Join to that what Aquinas explains about the highest good. One always has a moral duty to choose the higher of two goods.
Finally, add to that the fundamental moral principle in moral theology, a choice for the lesser of two evils is still a choice for evil and man may never choose any evil.
If we take these three principles and all of the other principles taught to us in moral theology we can conclude that we cannot morally vote for a pro-choice candidate. A pro-choice candidate will support an immoral position. To cast ouir vote for such a person is to empower him or her in the wrong direction. Our elected officials must represnt our moral values.
Rerum Novarum, Evangelium Vitae, and Lumen Gentium all make it very clear that government does not exist for its own benefit, but for the benefit of its citizens.
Then we have the moral example of great saints who gave up their lives fighting governments who stood between the citizen and the law of God.

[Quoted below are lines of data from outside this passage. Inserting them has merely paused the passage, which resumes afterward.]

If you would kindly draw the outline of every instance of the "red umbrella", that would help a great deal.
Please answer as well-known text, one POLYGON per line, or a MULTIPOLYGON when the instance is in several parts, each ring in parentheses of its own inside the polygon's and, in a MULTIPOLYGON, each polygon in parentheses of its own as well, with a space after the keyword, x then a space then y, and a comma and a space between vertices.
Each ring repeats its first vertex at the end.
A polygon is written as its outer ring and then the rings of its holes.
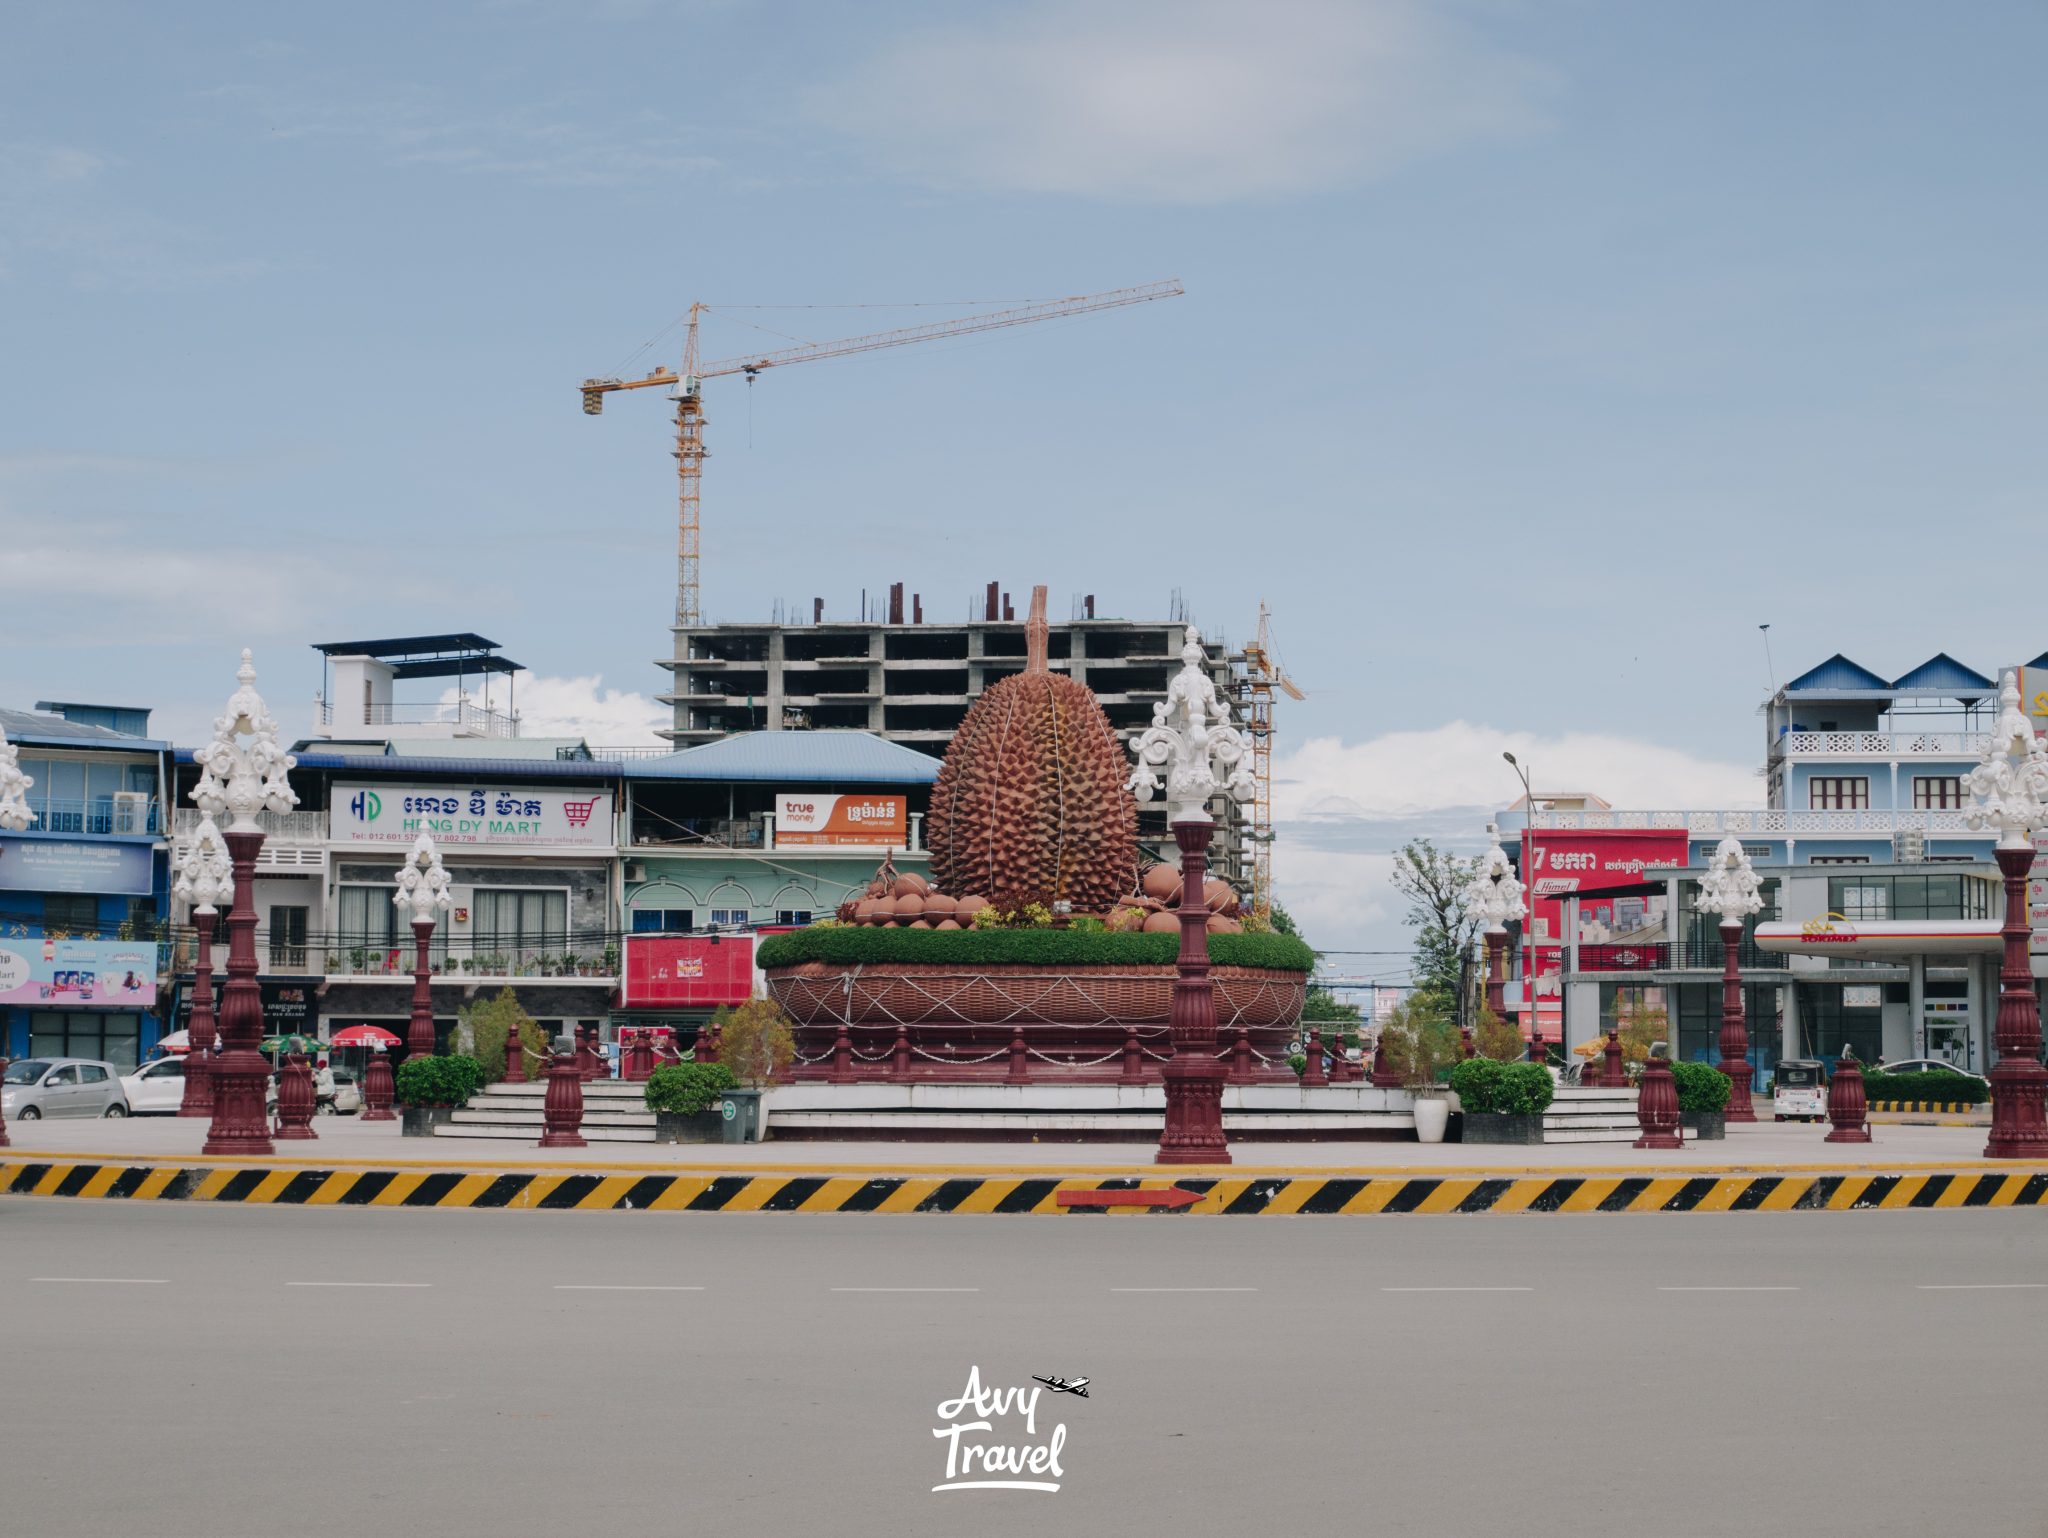
POLYGON ((395 1047, 399 1038, 381 1025, 352 1025, 345 1031, 336 1031, 328 1043, 335 1047, 395 1047))

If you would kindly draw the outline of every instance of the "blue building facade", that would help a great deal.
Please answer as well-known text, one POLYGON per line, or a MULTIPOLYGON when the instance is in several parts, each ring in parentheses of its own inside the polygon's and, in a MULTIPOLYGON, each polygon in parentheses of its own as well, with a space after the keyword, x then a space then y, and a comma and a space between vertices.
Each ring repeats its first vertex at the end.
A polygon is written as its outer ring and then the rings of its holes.
POLYGON ((147 710, 0 710, 35 820, 0 835, 0 1046, 128 1067, 162 1035, 169 745, 147 710))

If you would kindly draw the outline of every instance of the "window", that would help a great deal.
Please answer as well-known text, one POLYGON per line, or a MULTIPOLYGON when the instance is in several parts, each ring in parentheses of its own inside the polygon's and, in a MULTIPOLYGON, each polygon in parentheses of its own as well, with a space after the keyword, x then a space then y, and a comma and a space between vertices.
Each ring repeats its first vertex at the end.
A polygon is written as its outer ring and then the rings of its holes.
POLYGON ((803 925, 810 923, 810 921, 811 910, 809 908, 777 908, 775 910, 775 922, 778 924, 803 925))
MULTIPOLYGON (((398 906, 391 900, 392 891, 393 888, 386 886, 343 886, 336 889, 335 951, 328 953, 330 965, 340 960, 347 964, 351 973, 412 970, 413 939, 405 932, 412 926, 399 919, 398 906), (337 956, 336 952, 340 954, 337 956)), ((275 914, 278 910, 272 908, 270 911, 275 914)), ((301 940, 303 943, 303 936, 301 940)), ((271 943, 275 951, 274 936, 271 943)), ((434 965, 446 965, 448 926, 445 923, 434 926, 434 939, 428 954, 434 965)), ((303 965, 303 961, 300 964, 303 965)))
POLYGON ((104 1084, 107 1082, 107 1070, 100 1067, 98 1063, 80 1063, 78 1065, 78 1082, 81 1084, 104 1084))
POLYGON ((697 915, 689 908, 635 908, 633 910, 633 933, 636 935, 688 934, 696 926, 697 915))
POLYGON ((478 950, 525 965, 569 948, 569 894, 532 887, 480 887, 475 896, 478 950))
POLYGON ((1888 919, 1892 916, 1892 894, 1888 882, 1858 882, 1853 877, 1836 877, 1828 882, 1828 911, 1845 919, 1888 919))
POLYGON ((1806 782, 1806 804, 1815 812, 1863 811, 1870 805, 1870 776, 1816 775, 1806 782))
POLYGON ((1809 865, 1868 865, 1867 854, 1817 854, 1807 862, 1809 865))
POLYGON ((1856 919, 1981 919, 1992 883, 1961 872, 1912 876, 1830 876, 1828 908, 1856 919))
POLYGON ((90 894, 52 892, 43 899, 43 928, 91 932, 100 927, 100 900, 90 894))
POLYGON ((1959 774, 1916 774, 1913 776, 1913 805, 1922 811, 1943 811, 1963 804, 1963 778, 1959 774))
POLYGON ((31 1057, 97 1057, 126 1070, 141 1060, 142 1017, 39 1009, 28 1017, 28 1039, 31 1057))
POLYGON ((753 922, 751 908, 713 908, 711 927, 713 929, 740 929, 753 922))
POLYGON ((270 968, 273 972, 300 972, 306 966, 305 908, 270 907, 270 968))

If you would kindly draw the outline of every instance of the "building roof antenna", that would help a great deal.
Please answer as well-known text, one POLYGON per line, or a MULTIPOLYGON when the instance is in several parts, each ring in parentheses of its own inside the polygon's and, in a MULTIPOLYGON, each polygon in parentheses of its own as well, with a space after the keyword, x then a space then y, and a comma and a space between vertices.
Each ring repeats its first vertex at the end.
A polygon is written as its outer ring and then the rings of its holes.
POLYGON ((1771 681, 1771 693, 1778 692, 1778 669, 1771 661, 1771 625, 1766 620, 1756 627, 1764 633, 1764 675, 1771 681))

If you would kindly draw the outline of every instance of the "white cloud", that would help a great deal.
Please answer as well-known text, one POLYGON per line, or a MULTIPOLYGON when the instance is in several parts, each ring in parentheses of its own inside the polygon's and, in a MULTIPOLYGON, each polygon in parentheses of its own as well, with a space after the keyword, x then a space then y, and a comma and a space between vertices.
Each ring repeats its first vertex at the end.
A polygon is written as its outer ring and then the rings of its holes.
MULTIPOLYGON (((661 740, 655 732, 675 719, 674 712, 647 695, 605 688, 599 673, 583 678, 519 673, 513 682, 519 731, 525 737, 580 737, 604 748, 653 747, 661 740)), ((448 690, 441 700, 453 704, 455 691, 448 690)))
POLYGON ((811 113, 948 189, 1220 203, 1528 130, 1542 85, 1412 0, 1060 0, 884 44, 811 113))
POLYGON ((1539 796, 1589 791, 1624 810, 1763 802, 1763 782, 1745 765, 1602 733, 1540 737, 1451 721, 1361 743, 1315 738, 1273 764, 1275 895, 1309 940, 1405 949, 1402 904, 1387 879, 1393 851, 1411 838, 1476 851, 1487 820, 1521 794, 1503 751, 1530 770, 1539 796))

All of them were martyred, beginning with the prophets. If we honor the martyrs, we must ask ourselves, why so?
They gave their lives for the faith. This means that they espoused a moral value and a set of beliefs that was in conflict with the state. That’s why the state executed them. Two that should help us in dealing with the state are Thomas More and John Eudes. When the rubber hit the road, they were first and foremost, sons of the Church, then faithful citizens. They gave their lives rather than compromise with an immoral state. More’s last statement is very powerful. “I die a faithful servant of the King, but foremost, a son of the Church.”
Why honor these men and women, if we believe that we can vote for a pro-choice candidate? Someone like Mother Teresa loses her meaning in our Christian tradition. One of the constant criticisms that she made of American Catholics was “American Cathoics are the poorest men and women in the world, because they have to power to stop the killing of their children and they do not use it.” When John Paul II visited Baltimore around 1991 or 92, he said, “America, you have received much, but you will also have to answer for much, because you have allowed your children to be killed.”
All of these principles together, lead to one conclusion. We cannot be faithful to the Catholic Church and empower those who are willing to ignore her. This is why Thomas More and many other martyrs died. They refused to compromise. You’re either a son of the Church or you’r not.
Anyone who votes for a pro-choice candidate and honors the martyrs does not understand why the mayrtyrs died.
I always look at my own Franciscan brother, Maximilian Kolbe. He preferred to give his life, rather han allow one innocent man to die. If we are to be true to our Caholic heritage, then we must be like Maximilian. We should be willing to suffer whatever it takes, rather than let one innocent person die.
Children should not be killed in the womb or in pitri dishes. Such an act is barbarism at its best. Unemployment, poor roads, less schools and other hardships should be more tolerable than the thought of an innocent person being killed.
Good roads, better schools, safer neighborhoods, etc are all goods. But none is on the same rung in the hierarchy of good as the right to life. That is a principle that has been handed down to us from the scriptures, through the Fathers of the Church, her martyrs, her great doctors, our popes and other Catholic traditions and teachings.
These are men and women who support the right to abortion, the right to kill unused embryos in pitri dishes, and infanticide. How can we claim to be faithful Catholics and empower someone to make laws or support existing laws that allow for the killing of the innocent?